Sketching and Streaming for Dictionary Compression
Ruben Becker, Matteo Canton, Davide Cenzato, Sung-Hwan Kim, Bojana Kodric, Nicola Prezza
TL;DR
The paper addresses the challenge of estimating the output sizes of dictionary compressors in sub-linear space by leveraging the normalized substring complexity $\delta$. It introduces a data sketch based on sampled substring lengths and Rabin fingerprints combined with a count-distinct sketch, achieving a $(1\pm\varepsilon)$-approximation of $\delta$ with space $O(\varepsilon^{-3}\log n + \varepsilon^{-1}\log^2 n)$ and mergeable sketches for efficient composition. A streaming version attains $O(\sqrt{n}\log n)$ working space with polylogarithmic delay, enabling practical processing of very large data streams.
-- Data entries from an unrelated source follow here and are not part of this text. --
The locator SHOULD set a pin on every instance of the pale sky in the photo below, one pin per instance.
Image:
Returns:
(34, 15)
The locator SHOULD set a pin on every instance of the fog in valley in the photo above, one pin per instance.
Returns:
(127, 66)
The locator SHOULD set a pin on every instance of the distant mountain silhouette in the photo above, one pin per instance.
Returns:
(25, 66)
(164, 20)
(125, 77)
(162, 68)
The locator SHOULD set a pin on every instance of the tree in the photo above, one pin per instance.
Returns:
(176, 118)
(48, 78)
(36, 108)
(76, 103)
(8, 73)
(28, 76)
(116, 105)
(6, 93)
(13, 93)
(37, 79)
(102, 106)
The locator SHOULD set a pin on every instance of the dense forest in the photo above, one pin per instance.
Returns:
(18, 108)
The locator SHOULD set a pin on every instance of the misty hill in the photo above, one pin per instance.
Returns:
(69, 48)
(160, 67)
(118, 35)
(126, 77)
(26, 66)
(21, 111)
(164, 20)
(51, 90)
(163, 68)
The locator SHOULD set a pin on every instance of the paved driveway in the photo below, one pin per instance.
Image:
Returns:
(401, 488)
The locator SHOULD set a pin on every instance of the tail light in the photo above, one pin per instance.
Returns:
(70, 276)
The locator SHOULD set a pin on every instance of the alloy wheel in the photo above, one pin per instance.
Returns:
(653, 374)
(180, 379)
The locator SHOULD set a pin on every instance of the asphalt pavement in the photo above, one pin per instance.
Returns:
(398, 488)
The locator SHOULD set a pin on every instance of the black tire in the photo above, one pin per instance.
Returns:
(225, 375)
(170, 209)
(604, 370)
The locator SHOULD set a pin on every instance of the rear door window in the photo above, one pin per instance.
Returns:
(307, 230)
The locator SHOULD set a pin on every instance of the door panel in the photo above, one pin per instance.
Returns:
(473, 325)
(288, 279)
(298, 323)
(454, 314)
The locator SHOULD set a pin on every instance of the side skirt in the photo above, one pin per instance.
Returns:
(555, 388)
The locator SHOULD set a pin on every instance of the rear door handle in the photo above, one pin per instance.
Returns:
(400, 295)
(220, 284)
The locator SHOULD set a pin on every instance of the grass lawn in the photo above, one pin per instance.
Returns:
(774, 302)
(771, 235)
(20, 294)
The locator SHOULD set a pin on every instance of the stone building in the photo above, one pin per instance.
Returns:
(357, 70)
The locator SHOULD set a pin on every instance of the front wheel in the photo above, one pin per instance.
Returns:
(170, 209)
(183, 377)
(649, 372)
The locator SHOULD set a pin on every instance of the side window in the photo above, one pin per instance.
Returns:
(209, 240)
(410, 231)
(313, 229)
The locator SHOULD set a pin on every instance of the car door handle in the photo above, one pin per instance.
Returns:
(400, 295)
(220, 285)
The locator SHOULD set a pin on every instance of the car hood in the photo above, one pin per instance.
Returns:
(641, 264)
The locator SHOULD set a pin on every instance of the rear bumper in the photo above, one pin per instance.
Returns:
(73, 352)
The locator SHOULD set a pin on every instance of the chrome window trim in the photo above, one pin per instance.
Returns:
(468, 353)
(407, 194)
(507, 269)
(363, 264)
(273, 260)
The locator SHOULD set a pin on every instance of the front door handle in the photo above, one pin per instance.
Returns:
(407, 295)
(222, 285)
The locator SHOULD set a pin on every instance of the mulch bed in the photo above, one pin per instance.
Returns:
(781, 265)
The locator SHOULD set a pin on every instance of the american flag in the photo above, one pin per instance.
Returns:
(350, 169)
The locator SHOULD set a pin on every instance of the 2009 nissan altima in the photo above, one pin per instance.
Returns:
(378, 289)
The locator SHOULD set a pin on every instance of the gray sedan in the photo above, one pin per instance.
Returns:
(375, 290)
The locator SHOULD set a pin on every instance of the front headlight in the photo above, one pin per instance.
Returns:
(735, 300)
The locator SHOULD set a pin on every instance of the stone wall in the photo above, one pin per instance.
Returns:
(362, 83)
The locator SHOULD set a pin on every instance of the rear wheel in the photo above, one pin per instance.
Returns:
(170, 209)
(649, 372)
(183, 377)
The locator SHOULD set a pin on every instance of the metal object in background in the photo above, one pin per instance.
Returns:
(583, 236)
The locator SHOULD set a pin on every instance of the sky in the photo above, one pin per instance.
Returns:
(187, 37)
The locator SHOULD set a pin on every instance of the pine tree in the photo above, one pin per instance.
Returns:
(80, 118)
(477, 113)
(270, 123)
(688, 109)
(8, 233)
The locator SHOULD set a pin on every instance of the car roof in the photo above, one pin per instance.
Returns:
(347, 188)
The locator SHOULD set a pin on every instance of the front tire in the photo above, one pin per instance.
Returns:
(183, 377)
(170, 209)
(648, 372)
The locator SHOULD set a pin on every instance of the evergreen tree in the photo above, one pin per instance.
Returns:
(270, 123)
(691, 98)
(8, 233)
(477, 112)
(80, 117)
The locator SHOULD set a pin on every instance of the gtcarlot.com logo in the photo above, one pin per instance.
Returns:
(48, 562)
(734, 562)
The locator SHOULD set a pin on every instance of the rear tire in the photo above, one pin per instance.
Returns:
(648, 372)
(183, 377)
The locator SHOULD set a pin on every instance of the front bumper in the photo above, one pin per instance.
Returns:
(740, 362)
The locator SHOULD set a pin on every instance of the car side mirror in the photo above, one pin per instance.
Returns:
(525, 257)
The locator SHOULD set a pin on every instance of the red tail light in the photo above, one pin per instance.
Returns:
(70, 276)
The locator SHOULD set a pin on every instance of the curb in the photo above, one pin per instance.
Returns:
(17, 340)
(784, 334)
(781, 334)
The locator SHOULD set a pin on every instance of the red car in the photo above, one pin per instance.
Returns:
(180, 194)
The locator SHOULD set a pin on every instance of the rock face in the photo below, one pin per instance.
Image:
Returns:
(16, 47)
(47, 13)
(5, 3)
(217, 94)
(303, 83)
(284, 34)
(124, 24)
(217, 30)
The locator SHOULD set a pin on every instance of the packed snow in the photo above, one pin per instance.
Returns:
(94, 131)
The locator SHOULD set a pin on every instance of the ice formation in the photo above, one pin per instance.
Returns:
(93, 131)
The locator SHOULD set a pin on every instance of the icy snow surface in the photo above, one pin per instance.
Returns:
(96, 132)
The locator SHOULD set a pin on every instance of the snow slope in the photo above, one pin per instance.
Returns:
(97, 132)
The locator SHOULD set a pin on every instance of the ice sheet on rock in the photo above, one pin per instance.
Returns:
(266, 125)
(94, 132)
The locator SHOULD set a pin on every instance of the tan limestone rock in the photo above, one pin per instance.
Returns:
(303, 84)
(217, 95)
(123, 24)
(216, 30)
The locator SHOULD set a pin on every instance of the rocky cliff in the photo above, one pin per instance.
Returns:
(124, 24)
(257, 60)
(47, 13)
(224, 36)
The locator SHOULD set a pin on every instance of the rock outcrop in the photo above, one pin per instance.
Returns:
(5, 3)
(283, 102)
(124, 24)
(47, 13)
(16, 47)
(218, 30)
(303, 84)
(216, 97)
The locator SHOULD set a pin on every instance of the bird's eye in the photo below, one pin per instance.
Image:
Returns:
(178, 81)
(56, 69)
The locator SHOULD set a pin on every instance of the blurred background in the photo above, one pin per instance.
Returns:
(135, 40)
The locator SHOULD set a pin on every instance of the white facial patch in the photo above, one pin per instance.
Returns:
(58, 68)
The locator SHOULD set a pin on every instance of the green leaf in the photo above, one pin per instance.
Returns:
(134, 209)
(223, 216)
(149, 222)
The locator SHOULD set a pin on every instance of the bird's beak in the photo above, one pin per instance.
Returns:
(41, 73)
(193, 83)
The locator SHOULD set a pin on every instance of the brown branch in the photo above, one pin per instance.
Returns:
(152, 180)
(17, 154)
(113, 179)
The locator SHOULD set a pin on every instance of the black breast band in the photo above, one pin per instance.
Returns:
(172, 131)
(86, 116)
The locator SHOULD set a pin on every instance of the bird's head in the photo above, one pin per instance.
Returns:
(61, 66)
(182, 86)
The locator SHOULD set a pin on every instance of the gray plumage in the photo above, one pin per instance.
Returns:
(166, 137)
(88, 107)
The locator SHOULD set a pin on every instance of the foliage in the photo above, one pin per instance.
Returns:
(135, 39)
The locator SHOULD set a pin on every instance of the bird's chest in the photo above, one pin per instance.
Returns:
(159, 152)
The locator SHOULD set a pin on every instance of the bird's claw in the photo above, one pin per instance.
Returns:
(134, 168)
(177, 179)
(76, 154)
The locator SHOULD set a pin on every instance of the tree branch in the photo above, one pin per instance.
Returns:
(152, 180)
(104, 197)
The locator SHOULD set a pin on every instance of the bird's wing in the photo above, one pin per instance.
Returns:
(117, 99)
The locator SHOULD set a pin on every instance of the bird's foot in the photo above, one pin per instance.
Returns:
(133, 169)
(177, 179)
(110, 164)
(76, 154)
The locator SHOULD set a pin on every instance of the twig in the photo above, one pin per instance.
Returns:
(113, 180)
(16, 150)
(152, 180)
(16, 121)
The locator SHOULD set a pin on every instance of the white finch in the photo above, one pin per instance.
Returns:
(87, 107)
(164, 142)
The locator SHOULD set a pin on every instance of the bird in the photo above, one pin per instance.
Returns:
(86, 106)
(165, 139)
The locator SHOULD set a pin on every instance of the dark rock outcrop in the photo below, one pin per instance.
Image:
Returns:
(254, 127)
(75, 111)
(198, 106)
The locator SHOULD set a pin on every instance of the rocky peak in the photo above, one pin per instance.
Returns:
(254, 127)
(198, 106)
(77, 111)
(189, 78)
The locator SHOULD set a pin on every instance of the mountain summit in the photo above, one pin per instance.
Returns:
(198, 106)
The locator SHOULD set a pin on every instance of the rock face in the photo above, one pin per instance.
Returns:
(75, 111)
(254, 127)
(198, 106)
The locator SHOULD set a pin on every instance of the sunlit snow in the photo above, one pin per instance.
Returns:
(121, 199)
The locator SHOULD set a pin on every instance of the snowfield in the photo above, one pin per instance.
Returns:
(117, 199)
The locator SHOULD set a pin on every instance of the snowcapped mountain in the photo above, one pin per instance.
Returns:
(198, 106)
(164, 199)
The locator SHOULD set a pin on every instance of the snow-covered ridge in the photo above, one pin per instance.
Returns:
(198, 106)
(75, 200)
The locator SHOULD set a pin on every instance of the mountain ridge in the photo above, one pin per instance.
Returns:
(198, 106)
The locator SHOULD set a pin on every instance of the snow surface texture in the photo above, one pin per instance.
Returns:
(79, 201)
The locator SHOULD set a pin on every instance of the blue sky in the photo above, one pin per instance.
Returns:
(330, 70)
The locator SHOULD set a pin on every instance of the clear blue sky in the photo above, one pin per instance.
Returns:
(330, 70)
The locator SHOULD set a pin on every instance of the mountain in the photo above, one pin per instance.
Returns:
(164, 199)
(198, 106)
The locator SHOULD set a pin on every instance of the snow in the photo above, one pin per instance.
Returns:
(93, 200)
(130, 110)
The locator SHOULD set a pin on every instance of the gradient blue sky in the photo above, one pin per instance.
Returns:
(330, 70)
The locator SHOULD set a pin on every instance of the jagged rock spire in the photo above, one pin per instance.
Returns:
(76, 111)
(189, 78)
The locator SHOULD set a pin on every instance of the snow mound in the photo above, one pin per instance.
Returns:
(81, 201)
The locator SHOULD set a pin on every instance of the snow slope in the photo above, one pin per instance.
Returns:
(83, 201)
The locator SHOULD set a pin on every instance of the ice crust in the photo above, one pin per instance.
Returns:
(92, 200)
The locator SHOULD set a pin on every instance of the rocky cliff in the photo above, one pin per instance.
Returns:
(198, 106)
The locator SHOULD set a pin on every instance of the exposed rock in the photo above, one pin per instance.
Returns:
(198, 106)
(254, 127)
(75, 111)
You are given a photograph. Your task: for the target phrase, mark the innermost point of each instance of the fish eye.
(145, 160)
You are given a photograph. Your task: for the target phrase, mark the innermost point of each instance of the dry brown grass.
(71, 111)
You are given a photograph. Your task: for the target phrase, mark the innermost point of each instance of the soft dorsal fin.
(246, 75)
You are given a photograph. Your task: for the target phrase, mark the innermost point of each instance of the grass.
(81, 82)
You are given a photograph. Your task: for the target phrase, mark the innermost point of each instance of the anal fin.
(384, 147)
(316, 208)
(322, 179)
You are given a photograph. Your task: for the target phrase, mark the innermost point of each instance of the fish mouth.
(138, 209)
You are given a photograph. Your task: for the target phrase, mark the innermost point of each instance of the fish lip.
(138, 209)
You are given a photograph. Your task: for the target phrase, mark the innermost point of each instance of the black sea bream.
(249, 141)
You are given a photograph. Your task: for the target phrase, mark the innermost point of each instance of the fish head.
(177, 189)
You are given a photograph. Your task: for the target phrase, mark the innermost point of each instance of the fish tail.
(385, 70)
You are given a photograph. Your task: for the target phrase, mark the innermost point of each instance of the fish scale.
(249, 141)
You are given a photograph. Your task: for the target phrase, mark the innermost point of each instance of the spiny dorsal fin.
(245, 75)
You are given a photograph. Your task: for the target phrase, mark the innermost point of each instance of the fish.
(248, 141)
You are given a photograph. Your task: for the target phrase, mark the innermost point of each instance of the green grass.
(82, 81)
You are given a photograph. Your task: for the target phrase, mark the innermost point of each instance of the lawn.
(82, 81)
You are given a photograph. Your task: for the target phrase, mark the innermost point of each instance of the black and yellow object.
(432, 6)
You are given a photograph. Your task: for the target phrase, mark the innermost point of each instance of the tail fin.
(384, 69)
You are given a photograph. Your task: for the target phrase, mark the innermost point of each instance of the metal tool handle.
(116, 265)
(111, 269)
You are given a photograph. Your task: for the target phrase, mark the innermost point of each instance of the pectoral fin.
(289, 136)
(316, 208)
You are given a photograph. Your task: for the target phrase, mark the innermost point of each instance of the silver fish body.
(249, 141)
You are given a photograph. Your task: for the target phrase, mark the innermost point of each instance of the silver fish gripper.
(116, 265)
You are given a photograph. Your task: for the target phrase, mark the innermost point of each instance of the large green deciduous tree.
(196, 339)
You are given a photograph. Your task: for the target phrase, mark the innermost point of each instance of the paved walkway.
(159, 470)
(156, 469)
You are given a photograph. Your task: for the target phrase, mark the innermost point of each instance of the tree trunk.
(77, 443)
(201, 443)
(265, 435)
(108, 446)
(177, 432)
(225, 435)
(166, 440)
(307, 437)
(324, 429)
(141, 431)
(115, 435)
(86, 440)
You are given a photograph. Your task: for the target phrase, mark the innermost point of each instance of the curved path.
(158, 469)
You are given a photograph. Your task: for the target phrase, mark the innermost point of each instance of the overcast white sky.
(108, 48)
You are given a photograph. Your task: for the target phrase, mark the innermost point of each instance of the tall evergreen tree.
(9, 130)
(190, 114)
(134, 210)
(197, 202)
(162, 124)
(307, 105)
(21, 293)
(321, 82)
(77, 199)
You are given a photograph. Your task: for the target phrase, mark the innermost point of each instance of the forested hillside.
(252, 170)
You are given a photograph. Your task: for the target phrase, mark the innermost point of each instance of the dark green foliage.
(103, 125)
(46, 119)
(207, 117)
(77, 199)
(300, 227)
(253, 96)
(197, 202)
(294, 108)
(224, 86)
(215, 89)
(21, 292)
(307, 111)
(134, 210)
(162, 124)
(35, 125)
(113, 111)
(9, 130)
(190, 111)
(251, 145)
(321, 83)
The approach yields accurate clustering-like distance measures $\mathrm{NCD}_\delta$, accelerates all-pairs distance computations, and demonstrates strong performance on genomic and phylogenetic datasets, highlighting the practical impact of sub-linear sketching for dictionary-based similarity measures and compression-aware analysis.
Abstract
We initiate the study of sub-linear sketching and streaming techniques for estimating the output size of common dictionary compressors such as Lempel-Ziv '77, the run-length Burrows-Wheeler transform, and grammar compression. To this end, we focus on a measure that has recently gained much attention in the information-theoretic community and which approximates up to a polylogarithmic multiplicative factor the output sizes of those compressors: the normalized substring complexity function $δ$. We present a data sketch of $O(ε^{-3}\log n + ε^{-1}\log^2 n)$ words that allows computing a multiplicative $(1\pm ε)$-approximation of $δ$ with high probability, where $n$ is the string length. The sketches of two strings $S_1,S_2$ can be merged in $O(ε^{-1}\log^2 n)$ time to yield the sketch of $\{S_1,S_2\}$, speeding up by orders of magnitude tasks such as the computation of all-pairs \emph{Normalized Compression Distances} (NCD). If random access is available on the input, our sketch can be updated in $O(ε^{-1}\log^2 n)$ time for each character right-extension of the string. This yields a polylogarithmic-space algorithm for approximating $δ$, improving exponentially over the working space of the state-of-the-art algorithms running in nearly-linear time. Motivated by the fact that random access is not always available on the input data, we then present a streaming algorithm computing our sketch in $O(\sqrt n \cdot \log n)$ working space and $O(ε^{-1}\log^2 n)$ worst-case delay per character. We show that an implementation of our streaming algorithm can estimate δ on a dataset of 189GB with a throughput of 203MB per minute while using only 5MB of RAM, and that our sketch speeds up the computation of all-pairs NCD distances by one order of magnitude, with applications to phylogenetic tree reconstruction.